Poor transitional care leads to increased loss to follow up, non-adherence to treatment, high morbidity and mortality. The paediatric and adult endocrinology teams in our Trust have been running a joint transition service since 10/2000. A review of this service was undertaken, in order to examine its effectiveness and to aid its improvement.
The details of all 81 patients, who had been through transitional care between 10/00-09/09 were acquired. Their records were reviewed for relevant information. A questionnaire and covering letter were sent to survey patient satisfaction and their views on their transition process.

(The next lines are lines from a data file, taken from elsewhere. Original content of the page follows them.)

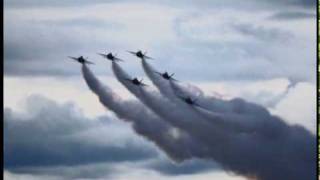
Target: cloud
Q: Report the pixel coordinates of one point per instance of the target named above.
(292, 15)
(187, 35)
(52, 134)
(234, 132)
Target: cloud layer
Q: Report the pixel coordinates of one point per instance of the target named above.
(234, 133)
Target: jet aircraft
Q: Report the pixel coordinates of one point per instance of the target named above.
(135, 81)
(166, 75)
(81, 60)
(141, 55)
(110, 57)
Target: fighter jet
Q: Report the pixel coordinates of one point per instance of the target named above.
(110, 57)
(141, 55)
(190, 101)
(166, 75)
(135, 81)
(81, 60)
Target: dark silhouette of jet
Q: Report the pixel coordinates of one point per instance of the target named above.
(81, 60)
(141, 55)
(166, 75)
(190, 101)
(110, 57)
(135, 81)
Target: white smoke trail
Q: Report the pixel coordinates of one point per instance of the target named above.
(274, 150)
(178, 145)
(171, 90)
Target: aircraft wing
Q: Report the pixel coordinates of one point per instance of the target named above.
(74, 58)
(134, 53)
(147, 57)
(88, 62)
(173, 79)
(118, 59)
(158, 73)
(103, 55)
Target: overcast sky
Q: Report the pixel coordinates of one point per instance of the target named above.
(250, 49)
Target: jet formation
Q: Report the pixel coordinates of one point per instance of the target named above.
(188, 100)
(81, 60)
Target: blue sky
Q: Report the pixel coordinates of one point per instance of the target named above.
(252, 49)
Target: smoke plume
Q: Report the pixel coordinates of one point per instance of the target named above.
(244, 138)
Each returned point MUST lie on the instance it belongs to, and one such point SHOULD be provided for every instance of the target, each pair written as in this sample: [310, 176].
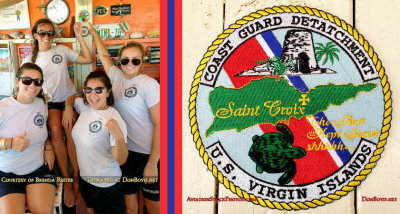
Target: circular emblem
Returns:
[39, 120]
[290, 106]
[100, 11]
[57, 59]
[130, 92]
[84, 16]
[95, 126]
[85, 31]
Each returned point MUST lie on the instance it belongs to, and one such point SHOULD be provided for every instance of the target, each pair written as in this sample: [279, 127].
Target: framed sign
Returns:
[15, 16]
[23, 52]
[120, 10]
[101, 11]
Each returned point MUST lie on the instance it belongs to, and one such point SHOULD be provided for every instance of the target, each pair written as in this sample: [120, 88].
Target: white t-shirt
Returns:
[133, 98]
[15, 118]
[93, 144]
[54, 63]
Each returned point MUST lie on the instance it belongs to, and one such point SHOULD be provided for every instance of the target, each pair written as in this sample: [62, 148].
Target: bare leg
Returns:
[60, 149]
[74, 162]
[131, 203]
[153, 207]
[90, 211]
[40, 198]
[13, 203]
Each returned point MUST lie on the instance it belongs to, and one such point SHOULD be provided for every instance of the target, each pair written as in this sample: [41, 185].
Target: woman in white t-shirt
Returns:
[137, 98]
[54, 62]
[100, 141]
[26, 154]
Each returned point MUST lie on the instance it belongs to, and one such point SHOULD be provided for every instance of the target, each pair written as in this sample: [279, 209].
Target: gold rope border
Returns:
[384, 132]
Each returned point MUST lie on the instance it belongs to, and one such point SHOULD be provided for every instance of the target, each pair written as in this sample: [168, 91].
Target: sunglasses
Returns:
[28, 81]
[43, 33]
[135, 61]
[98, 90]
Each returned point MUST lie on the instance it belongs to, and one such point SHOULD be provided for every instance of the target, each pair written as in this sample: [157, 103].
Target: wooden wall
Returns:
[145, 15]
[378, 21]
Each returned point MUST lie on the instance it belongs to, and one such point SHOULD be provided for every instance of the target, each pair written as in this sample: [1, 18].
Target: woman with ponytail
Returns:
[53, 60]
[26, 154]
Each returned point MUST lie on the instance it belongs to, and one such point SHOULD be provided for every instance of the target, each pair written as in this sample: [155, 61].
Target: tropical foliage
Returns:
[329, 50]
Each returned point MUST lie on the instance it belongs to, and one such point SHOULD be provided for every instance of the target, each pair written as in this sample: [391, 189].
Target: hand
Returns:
[114, 129]
[20, 143]
[49, 158]
[78, 29]
[68, 119]
[150, 174]
[92, 31]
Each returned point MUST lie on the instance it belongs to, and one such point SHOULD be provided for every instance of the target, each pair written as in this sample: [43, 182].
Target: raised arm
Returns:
[150, 171]
[119, 150]
[86, 58]
[101, 50]
[68, 115]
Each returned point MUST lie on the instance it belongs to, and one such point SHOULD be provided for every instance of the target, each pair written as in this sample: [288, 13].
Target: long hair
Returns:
[131, 45]
[102, 76]
[31, 66]
[35, 41]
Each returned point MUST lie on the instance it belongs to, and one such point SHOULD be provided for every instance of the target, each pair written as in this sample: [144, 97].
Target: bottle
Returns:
[71, 27]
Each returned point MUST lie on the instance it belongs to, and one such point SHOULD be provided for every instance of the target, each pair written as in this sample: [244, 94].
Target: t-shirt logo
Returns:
[57, 59]
[38, 120]
[95, 126]
[130, 92]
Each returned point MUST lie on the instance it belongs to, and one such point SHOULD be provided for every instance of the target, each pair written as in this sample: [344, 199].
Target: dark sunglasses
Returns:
[43, 33]
[98, 90]
[135, 61]
[28, 81]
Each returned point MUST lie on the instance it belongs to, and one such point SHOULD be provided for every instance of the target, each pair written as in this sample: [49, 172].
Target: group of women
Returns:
[115, 138]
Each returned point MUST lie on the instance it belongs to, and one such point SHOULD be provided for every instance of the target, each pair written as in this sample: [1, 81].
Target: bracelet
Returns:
[2, 145]
[152, 165]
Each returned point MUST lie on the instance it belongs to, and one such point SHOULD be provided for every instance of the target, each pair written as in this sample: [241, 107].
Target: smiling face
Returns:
[130, 70]
[97, 101]
[28, 92]
[46, 40]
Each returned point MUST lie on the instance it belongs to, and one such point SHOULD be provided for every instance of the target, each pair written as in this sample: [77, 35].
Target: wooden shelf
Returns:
[29, 41]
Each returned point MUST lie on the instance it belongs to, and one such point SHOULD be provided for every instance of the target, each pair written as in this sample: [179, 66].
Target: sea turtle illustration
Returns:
[273, 153]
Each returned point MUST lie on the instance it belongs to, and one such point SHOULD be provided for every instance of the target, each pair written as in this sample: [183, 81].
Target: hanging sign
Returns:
[84, 16]
[120, 10]
[101, 11]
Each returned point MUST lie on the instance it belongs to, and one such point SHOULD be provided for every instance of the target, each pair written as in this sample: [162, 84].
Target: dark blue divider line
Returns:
[171, 106]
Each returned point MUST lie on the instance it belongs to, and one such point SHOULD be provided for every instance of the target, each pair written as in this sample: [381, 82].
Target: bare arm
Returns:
[101, 50]
[86, 57]
[150, 171]
[49, 157]
[119, 150]
[68, 118]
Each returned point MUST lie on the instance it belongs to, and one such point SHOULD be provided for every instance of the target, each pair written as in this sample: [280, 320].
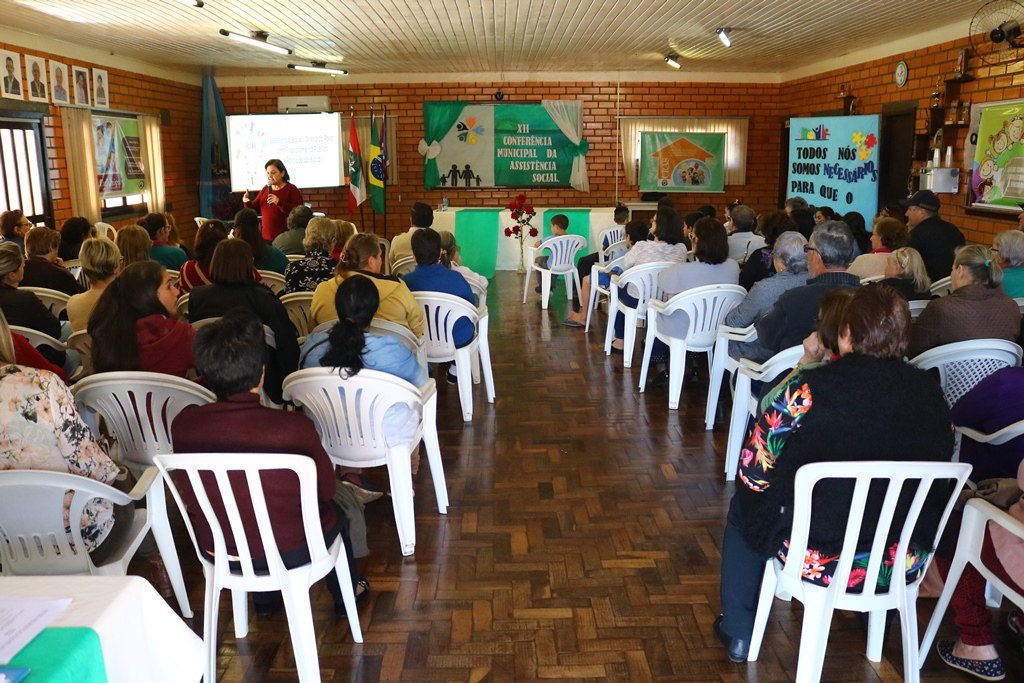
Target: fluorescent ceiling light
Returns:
[258, 38]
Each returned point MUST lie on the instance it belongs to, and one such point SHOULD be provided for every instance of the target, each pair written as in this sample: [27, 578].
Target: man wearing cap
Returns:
[935, 240]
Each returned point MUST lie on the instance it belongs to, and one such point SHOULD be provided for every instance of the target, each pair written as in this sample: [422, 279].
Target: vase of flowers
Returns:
[522, 213]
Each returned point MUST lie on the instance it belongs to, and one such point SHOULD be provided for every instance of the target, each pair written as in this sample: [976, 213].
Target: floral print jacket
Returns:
[40, 429]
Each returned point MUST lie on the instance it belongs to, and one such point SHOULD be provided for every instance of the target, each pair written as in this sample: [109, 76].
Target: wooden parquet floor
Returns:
[582, 543]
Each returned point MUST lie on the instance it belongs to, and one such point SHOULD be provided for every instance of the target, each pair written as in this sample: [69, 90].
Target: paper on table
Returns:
[24, 619]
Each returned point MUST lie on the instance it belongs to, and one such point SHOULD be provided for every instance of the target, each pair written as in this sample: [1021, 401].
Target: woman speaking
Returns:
[274, 200]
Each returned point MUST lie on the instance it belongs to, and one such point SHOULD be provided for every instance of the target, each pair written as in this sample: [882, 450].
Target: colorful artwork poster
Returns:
[834, 162]
[502, 145]
[682, 162]
[997, 176]
[119, 160]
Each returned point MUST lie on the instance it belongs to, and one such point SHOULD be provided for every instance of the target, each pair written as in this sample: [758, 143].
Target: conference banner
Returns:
[119, 157]
[997, 175]
[495, 145]
[682, 162]
[834, 162]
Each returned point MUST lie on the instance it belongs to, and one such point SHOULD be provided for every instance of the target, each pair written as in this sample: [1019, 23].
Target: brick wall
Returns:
[137, 93]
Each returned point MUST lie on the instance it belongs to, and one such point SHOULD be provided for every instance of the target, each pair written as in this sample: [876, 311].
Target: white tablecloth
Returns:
[143, 640]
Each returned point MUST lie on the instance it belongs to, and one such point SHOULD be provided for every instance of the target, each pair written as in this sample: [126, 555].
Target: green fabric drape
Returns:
[437, 120]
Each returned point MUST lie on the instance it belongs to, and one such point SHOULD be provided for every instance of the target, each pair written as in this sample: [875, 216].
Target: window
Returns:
[735, 140]
[23, 168]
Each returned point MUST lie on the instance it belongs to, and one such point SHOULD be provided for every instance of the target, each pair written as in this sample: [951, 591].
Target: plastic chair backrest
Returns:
[139, 408]
[441, 312]
[962, 365]
[348, 412]
[34, 539]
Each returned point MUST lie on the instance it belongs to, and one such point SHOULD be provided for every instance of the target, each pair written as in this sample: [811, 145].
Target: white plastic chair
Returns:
[138, 408]
[55, 301]
[34, 539]
[644, 278]
[722, 364]
[744, 401]
[962, 365]
[561, 261]
[977, 515]
[706, 307]
[225, 472]
[274, 281]
[441, 311]
[786, 581]
[942, 287]
[348, 414]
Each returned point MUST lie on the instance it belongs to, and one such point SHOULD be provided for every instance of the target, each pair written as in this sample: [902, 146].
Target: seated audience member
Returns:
[975, 308]
[265, 257]
[620, 216]
[935, 240]
[792, 318]
[229, 356]
[41, 429]
[134, 326]
[420, 216]
[743, 241]
[42, 267]
[316, 266]
[760, 263]
[1009, 249]
[888, 236]
[163, 252]
[134, 244]
[363, 257]
[636, 230]
[430, 275]
[451, 258]
[74, 232]
[233, 287]
[790, 265]
[667, 246]
[905, 272]
[13, 226]
[866, 400]
[290, 242]
[100, 264]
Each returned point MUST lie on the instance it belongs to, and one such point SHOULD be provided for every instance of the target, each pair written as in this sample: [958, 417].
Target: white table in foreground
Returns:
[143, 640]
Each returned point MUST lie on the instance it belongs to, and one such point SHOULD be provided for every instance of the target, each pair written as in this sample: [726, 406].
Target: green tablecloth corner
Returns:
[64, 655]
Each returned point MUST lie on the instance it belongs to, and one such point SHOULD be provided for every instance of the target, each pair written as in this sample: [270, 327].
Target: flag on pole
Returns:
[378, 169]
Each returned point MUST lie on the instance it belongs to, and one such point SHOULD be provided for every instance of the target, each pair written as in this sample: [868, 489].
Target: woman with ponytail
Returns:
[135, 327]
[975, 308]
[361, 256]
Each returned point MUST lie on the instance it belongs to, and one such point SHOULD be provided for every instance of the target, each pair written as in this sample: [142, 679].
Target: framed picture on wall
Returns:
[81, 85]
[58, 83]
[99, 84]
[11, 75]
[38, 86]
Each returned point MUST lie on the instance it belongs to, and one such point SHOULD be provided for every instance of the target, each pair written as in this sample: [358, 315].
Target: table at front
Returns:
[141, 637]
[480, 233]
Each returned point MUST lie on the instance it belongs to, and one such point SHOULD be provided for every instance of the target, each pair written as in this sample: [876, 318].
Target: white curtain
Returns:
[153, 162]
[567, 115]
[81, 161]
[735, 140]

The mean age of transition was 18.6 years. Currently, 34 out of 77 (44%) patients have replied to the questionnaire (4 had died). 79% felt that the timing of transition was appropriate, 100% that it was helpful to meet the adult endocrinologist prior to transfer and 12% that they would prefer two transition clinic appointments. 76% reported that they were given enough information about their condition and the transition process and 53% that they felt confident to be seen without their parents present in 1st or 2nd appointment in the adult clinic. The mortality rate was 5%, 4% of the patients had been admitted acutely within 2 years of transition and 11% had issues with adherance to treatment. The DNA rate at the second adult follow-up appointment was 16% (for general adult endocrine clinics 610%).
Overall, the patient satisfaction with the service is high. Providing written information about the transition process and the conditions affecting the patients and addressing compliance issues will further improve it. Generation of national guidelines on endocrine transition care is of major importance for the continuing wellbeing of the patients and their willingness to take responsibility of their own health and to comply with health support and treatment.